With growing concern about the number of children living in poverty in the United States, the Head Start program was initiated in 1965 as Project Head Start, one component in the “war on poverty.” Originally conceived as an eight-week summer pilot program implemented in nearly 2,500 communities across the country, the first trial served 500,000 four- and five-year-old children. From this initial beginning, Head Start programs quickly expanded to nine-month and even full-year programs, either half-day or full-day. As of 2006, the Head Start program served about 900,000 three- and four-year-old children nationally in nearly 19,000 centers for a total annual cost of $6.8 billion. Over time, the reach of the program has been substantial: Between 1965 and 2006, Head Start has enrolled more than twenty-four million children.

Challenges of Program Evaluation

By providing a comprehensive set of education, health, and social services, Head Start aimed to counteract the detrimental influences of poverty and prepare children academically and socially for school entry. From its inception, there has been an interest in understanding whether Head Start indeed achieves this objective. However, a comparison of outcomes for children who participated in Head Start with those who did not would not measure the true effect of Head Start if program participants are systematically different from nonparticipants. For example, Head Start participants are on average from poorer families and they may come from families whose parents are more motivated to see their children succeed. These selectivity factors could confound efforts to measure the true effects of Head Start participation.

Ideally, we want to measure the effects of Head Start on children’s outcomes compared to what those outcomes would have been for the same children in the absence of the program. Since it is not possible to observe the same children both participating and not participating in the program, researchers turn to experimental and quasi-experimental methods to assess program effects. Well-designed and implemented randomized control trials—with study participants randomly assigned to participate in the program or remain in the control group— remain the gold standard among social science evaluation methods. Potential selectivity bias is eliminated because program participation is determined at random. A second-best alternative is the use of quasi-experimental methods using data on participants and nonparticipants where statistical methods are employed to minimize any selectivity bias.
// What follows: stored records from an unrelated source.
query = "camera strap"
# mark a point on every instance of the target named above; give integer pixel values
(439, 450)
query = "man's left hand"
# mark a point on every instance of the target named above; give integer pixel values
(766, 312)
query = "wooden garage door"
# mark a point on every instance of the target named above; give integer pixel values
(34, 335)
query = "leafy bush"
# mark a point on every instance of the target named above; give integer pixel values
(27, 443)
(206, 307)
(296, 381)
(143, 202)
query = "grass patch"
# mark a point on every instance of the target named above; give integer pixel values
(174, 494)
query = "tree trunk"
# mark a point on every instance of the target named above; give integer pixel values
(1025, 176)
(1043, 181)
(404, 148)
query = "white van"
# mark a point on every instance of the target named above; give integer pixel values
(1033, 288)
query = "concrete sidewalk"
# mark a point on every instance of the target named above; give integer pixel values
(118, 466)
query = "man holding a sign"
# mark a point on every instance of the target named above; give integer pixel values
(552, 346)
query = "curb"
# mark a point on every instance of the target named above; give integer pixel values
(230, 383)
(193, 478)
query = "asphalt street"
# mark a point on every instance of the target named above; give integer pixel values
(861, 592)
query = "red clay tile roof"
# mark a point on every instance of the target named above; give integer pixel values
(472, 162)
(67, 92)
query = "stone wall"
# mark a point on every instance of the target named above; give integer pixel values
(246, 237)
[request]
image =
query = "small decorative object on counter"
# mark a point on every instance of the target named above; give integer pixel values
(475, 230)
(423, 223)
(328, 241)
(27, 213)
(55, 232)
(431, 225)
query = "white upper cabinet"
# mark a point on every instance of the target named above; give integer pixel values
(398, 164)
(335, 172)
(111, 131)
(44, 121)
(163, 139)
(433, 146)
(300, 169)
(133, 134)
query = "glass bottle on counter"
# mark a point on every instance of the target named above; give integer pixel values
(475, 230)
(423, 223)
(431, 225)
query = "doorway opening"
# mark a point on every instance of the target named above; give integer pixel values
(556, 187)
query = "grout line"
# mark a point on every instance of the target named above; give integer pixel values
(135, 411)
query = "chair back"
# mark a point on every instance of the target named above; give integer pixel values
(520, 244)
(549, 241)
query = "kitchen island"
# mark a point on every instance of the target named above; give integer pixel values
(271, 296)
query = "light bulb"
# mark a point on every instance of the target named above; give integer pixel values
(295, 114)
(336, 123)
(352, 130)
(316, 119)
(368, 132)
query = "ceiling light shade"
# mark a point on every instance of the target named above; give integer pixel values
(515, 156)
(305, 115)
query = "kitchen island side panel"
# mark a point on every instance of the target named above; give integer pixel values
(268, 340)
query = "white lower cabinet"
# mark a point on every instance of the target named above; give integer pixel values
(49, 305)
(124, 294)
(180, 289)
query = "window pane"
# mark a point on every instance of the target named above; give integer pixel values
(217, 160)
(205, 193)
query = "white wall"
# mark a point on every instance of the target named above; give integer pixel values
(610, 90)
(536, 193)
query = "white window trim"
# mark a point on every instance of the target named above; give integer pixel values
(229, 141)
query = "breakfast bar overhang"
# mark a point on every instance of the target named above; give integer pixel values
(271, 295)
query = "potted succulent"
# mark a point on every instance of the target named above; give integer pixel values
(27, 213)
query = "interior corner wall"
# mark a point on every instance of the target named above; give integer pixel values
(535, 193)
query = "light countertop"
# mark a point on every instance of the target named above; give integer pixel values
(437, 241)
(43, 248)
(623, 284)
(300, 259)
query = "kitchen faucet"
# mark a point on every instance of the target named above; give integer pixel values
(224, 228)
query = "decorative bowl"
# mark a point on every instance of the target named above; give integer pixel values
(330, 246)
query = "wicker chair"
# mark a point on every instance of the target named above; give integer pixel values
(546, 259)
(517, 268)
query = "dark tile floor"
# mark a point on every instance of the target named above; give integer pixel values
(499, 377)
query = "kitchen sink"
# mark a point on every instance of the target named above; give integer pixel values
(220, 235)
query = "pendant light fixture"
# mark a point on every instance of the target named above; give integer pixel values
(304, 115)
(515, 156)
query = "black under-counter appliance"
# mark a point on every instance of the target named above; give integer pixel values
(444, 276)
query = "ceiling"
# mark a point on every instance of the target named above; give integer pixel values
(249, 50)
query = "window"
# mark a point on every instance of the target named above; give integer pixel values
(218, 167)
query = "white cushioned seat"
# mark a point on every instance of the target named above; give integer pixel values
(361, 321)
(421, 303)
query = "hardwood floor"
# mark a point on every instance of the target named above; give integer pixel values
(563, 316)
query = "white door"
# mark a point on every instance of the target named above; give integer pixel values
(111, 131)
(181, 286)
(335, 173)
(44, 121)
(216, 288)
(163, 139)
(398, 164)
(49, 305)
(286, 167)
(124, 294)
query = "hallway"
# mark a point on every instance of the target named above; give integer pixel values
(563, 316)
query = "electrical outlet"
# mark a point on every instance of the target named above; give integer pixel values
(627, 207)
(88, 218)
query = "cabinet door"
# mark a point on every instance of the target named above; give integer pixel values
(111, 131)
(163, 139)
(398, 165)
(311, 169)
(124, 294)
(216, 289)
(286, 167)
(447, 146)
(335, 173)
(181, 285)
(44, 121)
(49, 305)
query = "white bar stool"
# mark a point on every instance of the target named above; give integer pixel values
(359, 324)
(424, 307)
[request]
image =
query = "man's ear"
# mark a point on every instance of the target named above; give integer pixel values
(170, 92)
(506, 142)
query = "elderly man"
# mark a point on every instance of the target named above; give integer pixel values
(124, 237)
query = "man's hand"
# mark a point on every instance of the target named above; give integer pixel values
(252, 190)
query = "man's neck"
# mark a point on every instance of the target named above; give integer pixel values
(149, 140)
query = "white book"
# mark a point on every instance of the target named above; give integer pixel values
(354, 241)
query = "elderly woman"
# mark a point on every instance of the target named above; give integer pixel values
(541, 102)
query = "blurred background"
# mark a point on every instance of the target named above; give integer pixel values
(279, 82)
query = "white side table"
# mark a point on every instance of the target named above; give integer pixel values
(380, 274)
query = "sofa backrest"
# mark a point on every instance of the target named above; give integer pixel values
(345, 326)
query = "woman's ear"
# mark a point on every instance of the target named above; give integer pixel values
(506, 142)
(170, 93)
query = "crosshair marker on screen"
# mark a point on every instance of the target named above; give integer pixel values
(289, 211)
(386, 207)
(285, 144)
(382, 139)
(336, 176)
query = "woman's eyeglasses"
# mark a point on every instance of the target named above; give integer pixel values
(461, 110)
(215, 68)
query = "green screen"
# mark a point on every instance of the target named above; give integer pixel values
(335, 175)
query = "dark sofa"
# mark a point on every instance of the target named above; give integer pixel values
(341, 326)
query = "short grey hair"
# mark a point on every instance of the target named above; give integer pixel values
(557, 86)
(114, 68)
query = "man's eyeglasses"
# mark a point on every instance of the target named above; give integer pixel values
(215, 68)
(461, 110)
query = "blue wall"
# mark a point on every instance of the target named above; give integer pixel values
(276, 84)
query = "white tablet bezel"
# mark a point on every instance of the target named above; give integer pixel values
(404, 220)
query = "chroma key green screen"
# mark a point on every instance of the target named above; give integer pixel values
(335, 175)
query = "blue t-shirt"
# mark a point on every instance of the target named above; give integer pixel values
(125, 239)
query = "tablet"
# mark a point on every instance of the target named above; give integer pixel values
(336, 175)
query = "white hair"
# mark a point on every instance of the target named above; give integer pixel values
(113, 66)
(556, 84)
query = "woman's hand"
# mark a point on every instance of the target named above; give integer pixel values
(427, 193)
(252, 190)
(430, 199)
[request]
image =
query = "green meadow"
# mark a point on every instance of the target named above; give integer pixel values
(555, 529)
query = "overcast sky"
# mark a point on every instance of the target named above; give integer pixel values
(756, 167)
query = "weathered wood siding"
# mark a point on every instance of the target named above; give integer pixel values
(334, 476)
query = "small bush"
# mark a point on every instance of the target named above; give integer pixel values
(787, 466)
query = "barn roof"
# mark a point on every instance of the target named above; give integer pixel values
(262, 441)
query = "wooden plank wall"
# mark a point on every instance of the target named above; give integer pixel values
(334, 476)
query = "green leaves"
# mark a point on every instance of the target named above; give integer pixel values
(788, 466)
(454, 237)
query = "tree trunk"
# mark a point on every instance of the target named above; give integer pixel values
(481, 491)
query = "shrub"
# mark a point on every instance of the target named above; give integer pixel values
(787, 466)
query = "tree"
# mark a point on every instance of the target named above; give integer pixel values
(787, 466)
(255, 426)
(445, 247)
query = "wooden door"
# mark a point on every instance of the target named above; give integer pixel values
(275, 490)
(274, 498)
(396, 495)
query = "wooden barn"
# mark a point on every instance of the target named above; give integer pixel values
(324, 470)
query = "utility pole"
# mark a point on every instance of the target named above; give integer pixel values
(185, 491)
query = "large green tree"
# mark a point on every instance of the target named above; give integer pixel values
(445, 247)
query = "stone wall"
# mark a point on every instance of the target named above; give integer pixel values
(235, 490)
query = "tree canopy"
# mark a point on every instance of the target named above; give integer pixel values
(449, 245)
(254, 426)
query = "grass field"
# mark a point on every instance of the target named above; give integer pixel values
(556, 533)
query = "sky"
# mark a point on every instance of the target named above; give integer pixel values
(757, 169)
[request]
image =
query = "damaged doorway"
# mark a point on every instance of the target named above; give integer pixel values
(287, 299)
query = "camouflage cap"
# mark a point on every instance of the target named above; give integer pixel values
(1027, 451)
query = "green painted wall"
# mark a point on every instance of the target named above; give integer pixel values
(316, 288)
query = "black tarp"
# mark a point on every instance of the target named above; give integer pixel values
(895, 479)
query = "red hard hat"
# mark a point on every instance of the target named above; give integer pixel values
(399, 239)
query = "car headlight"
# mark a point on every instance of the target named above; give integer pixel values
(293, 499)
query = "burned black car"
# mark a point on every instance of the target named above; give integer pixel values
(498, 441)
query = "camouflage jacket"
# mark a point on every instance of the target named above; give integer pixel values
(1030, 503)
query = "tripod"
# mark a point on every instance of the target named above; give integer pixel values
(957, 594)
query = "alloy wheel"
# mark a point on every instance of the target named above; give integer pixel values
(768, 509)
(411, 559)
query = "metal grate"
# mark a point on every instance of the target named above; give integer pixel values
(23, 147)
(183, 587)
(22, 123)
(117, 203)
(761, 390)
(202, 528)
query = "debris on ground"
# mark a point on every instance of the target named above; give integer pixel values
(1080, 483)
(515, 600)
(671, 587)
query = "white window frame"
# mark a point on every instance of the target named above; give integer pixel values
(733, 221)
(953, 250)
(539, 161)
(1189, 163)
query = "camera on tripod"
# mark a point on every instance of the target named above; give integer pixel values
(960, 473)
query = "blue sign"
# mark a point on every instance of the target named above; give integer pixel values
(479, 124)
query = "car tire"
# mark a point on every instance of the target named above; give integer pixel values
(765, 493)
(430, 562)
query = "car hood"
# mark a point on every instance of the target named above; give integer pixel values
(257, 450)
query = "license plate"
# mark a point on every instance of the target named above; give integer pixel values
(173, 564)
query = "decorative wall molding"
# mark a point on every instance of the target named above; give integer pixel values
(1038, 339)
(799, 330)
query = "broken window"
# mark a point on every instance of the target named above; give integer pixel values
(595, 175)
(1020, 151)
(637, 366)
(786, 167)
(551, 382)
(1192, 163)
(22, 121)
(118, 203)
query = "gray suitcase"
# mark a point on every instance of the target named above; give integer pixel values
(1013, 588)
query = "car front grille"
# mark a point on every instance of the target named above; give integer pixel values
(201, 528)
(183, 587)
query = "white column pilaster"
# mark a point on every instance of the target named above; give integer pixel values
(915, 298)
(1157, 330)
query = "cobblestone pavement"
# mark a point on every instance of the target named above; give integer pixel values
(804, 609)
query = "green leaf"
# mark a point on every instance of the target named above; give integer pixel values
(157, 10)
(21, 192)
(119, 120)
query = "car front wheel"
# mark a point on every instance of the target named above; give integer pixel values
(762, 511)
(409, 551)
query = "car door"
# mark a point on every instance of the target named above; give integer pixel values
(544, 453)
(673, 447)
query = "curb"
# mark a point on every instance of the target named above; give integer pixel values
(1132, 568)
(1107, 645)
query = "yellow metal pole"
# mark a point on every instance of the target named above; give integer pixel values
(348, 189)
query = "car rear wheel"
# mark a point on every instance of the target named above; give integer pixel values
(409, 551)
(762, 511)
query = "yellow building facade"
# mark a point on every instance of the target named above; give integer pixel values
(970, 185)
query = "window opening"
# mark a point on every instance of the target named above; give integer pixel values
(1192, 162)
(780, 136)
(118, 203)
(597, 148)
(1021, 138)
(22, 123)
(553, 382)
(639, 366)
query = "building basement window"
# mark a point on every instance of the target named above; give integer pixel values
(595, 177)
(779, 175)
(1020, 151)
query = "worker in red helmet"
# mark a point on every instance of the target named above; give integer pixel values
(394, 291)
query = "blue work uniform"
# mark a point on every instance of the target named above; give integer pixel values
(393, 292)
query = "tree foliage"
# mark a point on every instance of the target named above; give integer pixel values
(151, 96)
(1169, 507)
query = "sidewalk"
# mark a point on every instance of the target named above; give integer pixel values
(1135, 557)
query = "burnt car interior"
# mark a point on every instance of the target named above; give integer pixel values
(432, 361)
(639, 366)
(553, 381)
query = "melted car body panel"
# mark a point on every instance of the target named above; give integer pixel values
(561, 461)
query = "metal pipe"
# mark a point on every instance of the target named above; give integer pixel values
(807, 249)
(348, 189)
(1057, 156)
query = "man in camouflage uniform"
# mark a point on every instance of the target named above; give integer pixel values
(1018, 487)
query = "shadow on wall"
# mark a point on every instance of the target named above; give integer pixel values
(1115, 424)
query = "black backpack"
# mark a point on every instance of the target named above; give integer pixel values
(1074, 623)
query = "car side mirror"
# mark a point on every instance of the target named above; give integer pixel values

The history of Head Start evaluations reveals many of the challenges associated with conducting systematic scientific evaluations of large-scale social programs. First, while a randomized control trial is the gold standard, implementation of such experiments may not be compatible with the objectives of delivering social services. For example, such experiments require resources that could alternatively be used for program delivery, and it is often considered unethical to withhold program services for a control group. Second, while much of the initial focus of Head Start supporters was on the potential short-term gains in IQ, other evidence indicated that the benefits of Head Start may be both broader and longer-lasting. In the context of experimental evaluations, this requires careful measurement of multiple outcomes and the ability to conduct a longitudinal evaluation that follows treatment and control-group children years or even decades into the future. Finally, Head Start is not one uniform national program. Rather, there is tremendous variation across program sites in the nature and delivery of program services. This variation means that evaluations of selected Head Start programs may not represent the effects on average for the country as a whole.

Early Evaluation Efforts

Until the 1998 congressional reauthorization of Head Start, there was no nationally representative evaluation of the program using a randomized experimental design. Early evaluation efforts sometimes used experimental designs to study local area programs, or quasi-experimental designs to study larger, national samples of children who participated in Head Start and comparison children who did not. Results from this early body of research were potentially compromised by small sample sizes, high rates of attrition, nonrepresentative samples, and the selectivity of program participation. Such potential biases were also present in the seventy-six studies that were the focus of a meta-analysis of the literature known as the Head Start Evaluation, Synthesis, and Utilization Project (McKey et al. 1985).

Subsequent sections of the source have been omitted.